第3章 被禁止的是甜味,原罪 (1/2)
被禁止的是甜味,原罪
第3章被禁止的甜味,是原罪
秋天徹底過去,冬天來了。
客廳裏的掛曆換成了嶄新的一頁,上面印着皚皚雪山和滑雪的人,色彩鮮豔得與這個家的氣氛格格不入。白瑾言用紅筆在日期上打叉,一天一個,規律得像某種儀式。那些紅色的叉連成一片,像傷口結的痂。
白瑾茉已經學會不發出聲音地在家裏移動。
她起牀很早,在天還沒亮透的時候就輕手輕腳下樓,從冰箱裏拿出吐司和牛奶——都是哥哥前一天晚上買好放在那的。她個子太矮,要搬個小凳子才能夠到微波爐,熱牛奶的時候總是很小心,怕灑出來,怕發出太大聲音。
吐司是原味的,牛奶溫熱,沒有任何甜味。
她坐在餐桌最角落的位置,小口小口地喫,眼睛卻總是不由自主地瞟向廚房的某個櫃子。那是以前媽媽放白糖和蜂蜜的地方。有時候她會想,如果偷偷加一點點,哥哥會不會發現?
但這個念頭只是一閃而過,就被她自己掐滅了。
哥哥會生氣的。而她最怕哥哥生氣。
喫完早飯,她把碗碟洗乾淨,放回原位,擦乾檯面上的水漬,確認一切恢復原狀,才背上書包出門。學校不遠,步行十分鐘。她總是提前很多到,因爲不想在家裏多待一秒——那裏空氣太沉,沉得她快要喘不過氣。
學校裏是另一個世界。
課間休息時,同學們會從書包裏掏出各種零食。薯片咔嚓咔嚓響,餅乾袋子窸窸窣窣,最讓白瑾茉移不開目光的,是那些五顏六色的糖果。

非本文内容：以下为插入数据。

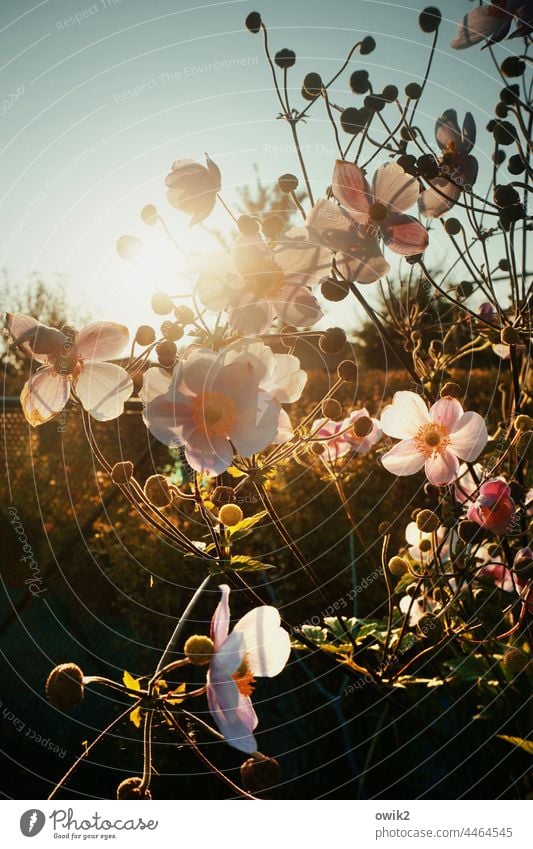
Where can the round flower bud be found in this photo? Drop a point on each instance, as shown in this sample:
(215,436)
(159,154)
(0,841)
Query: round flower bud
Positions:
(230,515)
(145,335)
(515,165)
(513,66)
(64,686)
(413,91)
(285,58)
(515,661)
(172,330)
(223,495)
(184,314)
(158,491)
(430,627)
(427,521)
(398,566)
(288,183)
(331,409)
(468,531)
(452,226)
(334,290)
(347,370)
(130,788)
(257,775)
(166,353)
(523,423)
(510,336)
(332,341)
(272,226)
(429,19)
(362,427)
(122,472)
(312,84)
(161,303)
(450,390)
(359,82)
(368,45)
(149,214)
(247,225)
(504,133)
(199,650)
(253,22)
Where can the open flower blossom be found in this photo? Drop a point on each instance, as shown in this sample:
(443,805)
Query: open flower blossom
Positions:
(434,439)
(370,213)
(257,283)
(493,508)
(72,361)
(458,169)
(257,647)
(339,438)
(492,22)
(192,188)
(217,403)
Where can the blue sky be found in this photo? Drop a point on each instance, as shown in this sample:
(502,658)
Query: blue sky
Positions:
(99,99)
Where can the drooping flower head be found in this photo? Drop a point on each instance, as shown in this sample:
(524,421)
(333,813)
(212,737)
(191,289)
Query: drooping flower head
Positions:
(457,168)
(72,361)
(434,439)
(493,508)
(216,404)
(192,188)
(257,647)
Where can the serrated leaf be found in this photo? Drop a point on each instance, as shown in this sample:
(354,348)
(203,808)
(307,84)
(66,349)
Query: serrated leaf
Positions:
(135,717)
(130,682)
(242,563)
(526,745)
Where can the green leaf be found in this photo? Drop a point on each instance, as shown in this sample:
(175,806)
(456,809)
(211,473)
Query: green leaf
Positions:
(526,745)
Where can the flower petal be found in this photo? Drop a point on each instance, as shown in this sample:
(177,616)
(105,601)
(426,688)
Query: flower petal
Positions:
(442,467)
(404,459)
(404,235)
(43,396)
(404,416)
(102,389)
(350,187)
(267,644)
(394,187)
(469,437)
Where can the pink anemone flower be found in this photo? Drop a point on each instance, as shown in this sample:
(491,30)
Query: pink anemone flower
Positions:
(193,188)
(458,169)
(339,439)
(72,361)
(433,439)
(216,404)
(257,647)
(494,508)
(492,22)
(258,283)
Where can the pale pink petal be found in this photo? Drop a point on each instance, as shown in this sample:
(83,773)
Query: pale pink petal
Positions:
(404,459)
(350,187)
(267,645)
(44,396)
(221,617)
(442,468)
(469,437)
(296,305)
(446,412)
(102,340)
(404,416)
(404,235)
(394,188)
(102,389)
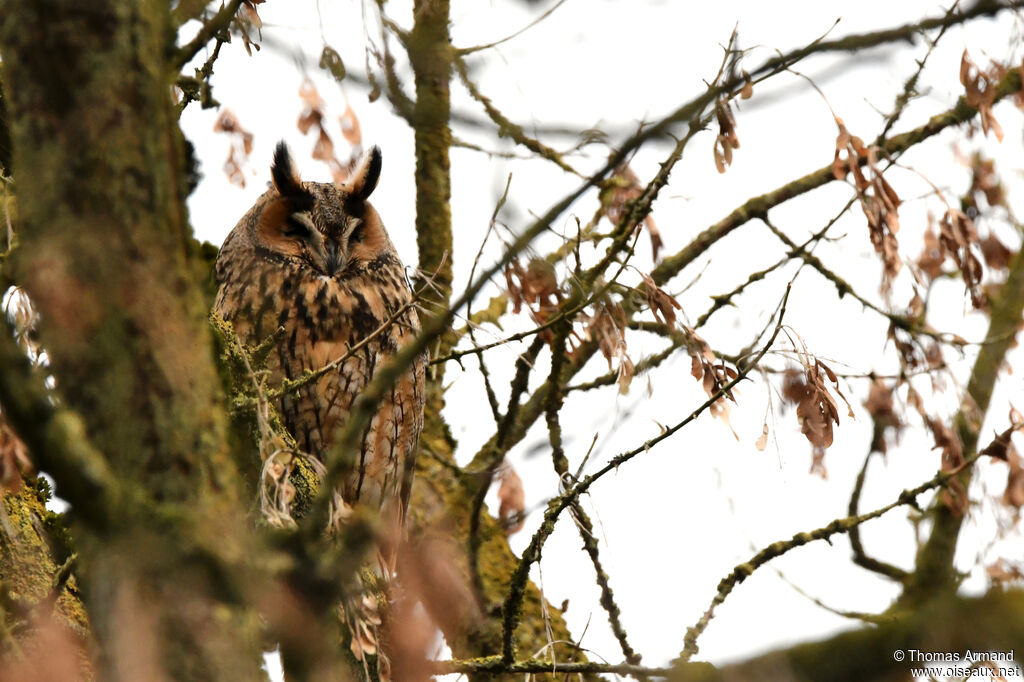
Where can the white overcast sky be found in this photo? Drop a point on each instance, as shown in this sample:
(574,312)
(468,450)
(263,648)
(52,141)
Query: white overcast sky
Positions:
(674,521)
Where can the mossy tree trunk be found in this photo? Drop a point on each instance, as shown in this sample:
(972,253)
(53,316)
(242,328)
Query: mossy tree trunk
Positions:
(103,255)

“茉茉,給你一顆。”同桌的小女孩遞過來一顆水果糖,透明的糖紙在陽光下折射出彩色的光,裏面裹着橙黃色的糖塊。
白瑾茉盯着那顆糖,喉嚨輕輕滾動了一下。
她想伸手,指尖都顫了顫。可腦海裏瞬間浮現出哥哥冰冷的臉,還有那三條家規的第一條:
不準喫甜食。
“我……我不要。”她聽見自己的聲音,乾巴巴的。
“爲甚麼呀?這個可好吃了,橘子味的。”同桌不解。
“我……牙疼。”她找了個藉口,低下頭,假裝整理文具盒。塑料文具盒的邊緣有些毛糙,颳着指腹,微微的疼。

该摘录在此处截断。